Martin Nordemann ist Baumkletterer - viel zu tun nach »Kyrill«

Rheda-Wiedenbrück (WB). »Das gibt Arbeit«, sagte Martin Nordemann nach dem Sturm Mitte Januar. Er hat einen sehr seltenen Zweitberuf - er ist Baumkletterer. Dabei will er zwar immer hoch hinaus, aber er steht doch mit beiden Beinen fest auf der Erde. Als Sohn eines Bauern begann er seinen beruflichen Lebensweg mit der Ausbildung zum Landwirt.

Zu seiner zweiten Ausbildung kam er durch seinen ehrenamtlichen Einsatz beim Deutschen Roten Kreuz. Er bestand die Prüfung zum Rettungsassistenten. Eine feste Anstellung fand er über den Malteserorden in Gütersloh im Unfall- und Rettungsdienst der Freiwilligen Feuerwehr. Auch zum Baumklettern kam er nach dem Einsatz im Ehrenamt, und zwar als Mitglied der Gemeinschaft für Natur- und Umweltschutz GNU.
Dort setzte er sich für den Schutz der Fledermäuse ein. Und diese Tiere leben bekanntlich immer »irgendwo ganz oben«. So kam der jetzt 36-jährige Naturfreund aus Bosfeld zum Klettern. Weil Nordemann erkannte, dass ihm das Arbeiten in großer Höhe lag und er körperlich dazu fähig war, beschloss er, daraus einen Beruf zu machen. Er ließ sich in einer Kletterschule in Süddeutschland ausbilden und absolvierte einen weiteren Lehrgang, der ihn zur Ausbildung von Baumkletterern befähigt. Er machte er sich unter dem Firmenamen »Norba« selbstständig.

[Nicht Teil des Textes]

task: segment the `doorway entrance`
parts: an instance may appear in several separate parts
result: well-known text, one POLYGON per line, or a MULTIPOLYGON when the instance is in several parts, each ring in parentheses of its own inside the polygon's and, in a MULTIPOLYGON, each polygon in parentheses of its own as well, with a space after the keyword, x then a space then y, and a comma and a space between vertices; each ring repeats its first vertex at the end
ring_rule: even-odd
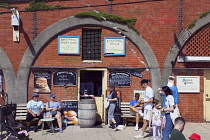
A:
POLYGON ((204 77, 204 116, 205 120, 210 122, 210 70, 205 70, 204 77))
POLYGON ((102 95, 102 71, 80 71, 80 95, 102 95))
POLYGON ((94 95, 96 102, 96 121, 104 122, 104 95, 107 88, 107 69, 87 68, 78 70, 78 93, 94 95))

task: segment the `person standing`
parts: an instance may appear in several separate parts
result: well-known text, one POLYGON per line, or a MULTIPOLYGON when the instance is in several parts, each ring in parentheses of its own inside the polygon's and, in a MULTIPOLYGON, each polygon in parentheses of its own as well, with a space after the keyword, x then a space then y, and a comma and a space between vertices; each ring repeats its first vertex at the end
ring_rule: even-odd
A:
POLYGON ((182 134, 184 130, 185 120, 182 117, 177 117, 174 123, 174 129, 171 131, 170 140, 186 140, 182 134))
MULTIPOLYGON (((175 78, 173 76, 169 76, 167 86, 171 89, 172 96, 174 97, 174 102, 175 102, 176 106, 178 106, 178 104, 179 104, 179 92, 178 92, 177 86, 174 85, 174 79, 175 78)), ((162 95, 162 94, 161 94, 161 96, 163 96, 163 107, 166 107, 166 105, 165 105, 166 96, 162 95)))
POLYGON ((153 106, 149 126, 152 123, 153 140, 161 140, 162 114, 159 109, 159 100, 154 99, 153 106))
POLYGON ((143 118, 143 127, 141 129, 141 133, 134 136, 135 139, 143 138, 144 132, 146 131, 148 122, 150 120, 151 110, 152 110, 152 102, 154 98, 154 91, 148 85, 149 80, 143 79, 141 80, 141 86, 145 89, 144 92, 144 101, 140 101, 140 103, 144 104, 144 118, 143 118))
POLYGON ((142 113, 142 106, 140 106, 139 103, 139 93, 135 94, 135 99, 130 101, 130 114, 133 116, 136 116, 136 127, 135 127, 135 131, 139 130, 139 119, 140 119, 140 115, 144 116, 144 114, 142 113))
POLYGON ((189 137, 190 140, 201 140, 201 136, 196 134, 196 133, 192 133, 192 135, 189 137))
POLYGON ((174 128, 174 124, 172 122, 170 112, 174 111, 174 97, 172 96, 171 89, 168 86, 162 87, 163 95, 166 95, 166 108, 162 109, 162 112, 165 113, 166 123, 163 129, 163 140, 169 140, 169 135, 174 128))
POLYGON ((109 128, 116 129, 117 123, 114 119, 114 111, 117 104, 117 92, 115 91, 115 86, 112 84, 110 85, 110 93, 108 94, 108 101, 109 101, 109 110, 108 110, 108 121, 109 121, 109 128))
POLYGON ((39 94, 33 93, 32 100, 27 103, 27 115, 26 115, 26 125, 27 125, 27 132, 30 131, 30 123, 33 118, 38 118, 39 122, 38 125, 34 128, 34 132, 37 132, 39 127, 42 124, 41 119, 43 118, 42 112, 44 111, 44 104, 42 101, 39 100, 39 94))
MULTIPOLYGON (((58 122, 60 133, 63 133, 62 129, 62 118, 61 118, 61 105, 58 101, 55 101, 55 94, 50 94, 50 101, 46 104, 46 118, 55 117, 58 122)), ((49 122, 48 122, 49 126, 49 122)), ((53 128, 52 128, 53 129, 53 128)))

Mittlerweile hat er viel Erfahrung sammeln können. Gerufen wird er, wenn das Fällen oder Kappen eines Baumes wegen enger Bebauung oder anderer Gegebenheiten in konventioneller Weise nicht möglich ist - oder nach Stürmen wie jüngst. Ein hoher Baum braucht zum Fallen viel Platz an der Erde. Stamm und Krone können unter Umständen verheerende Schäden in ihrem »Fallbereich« verursachen.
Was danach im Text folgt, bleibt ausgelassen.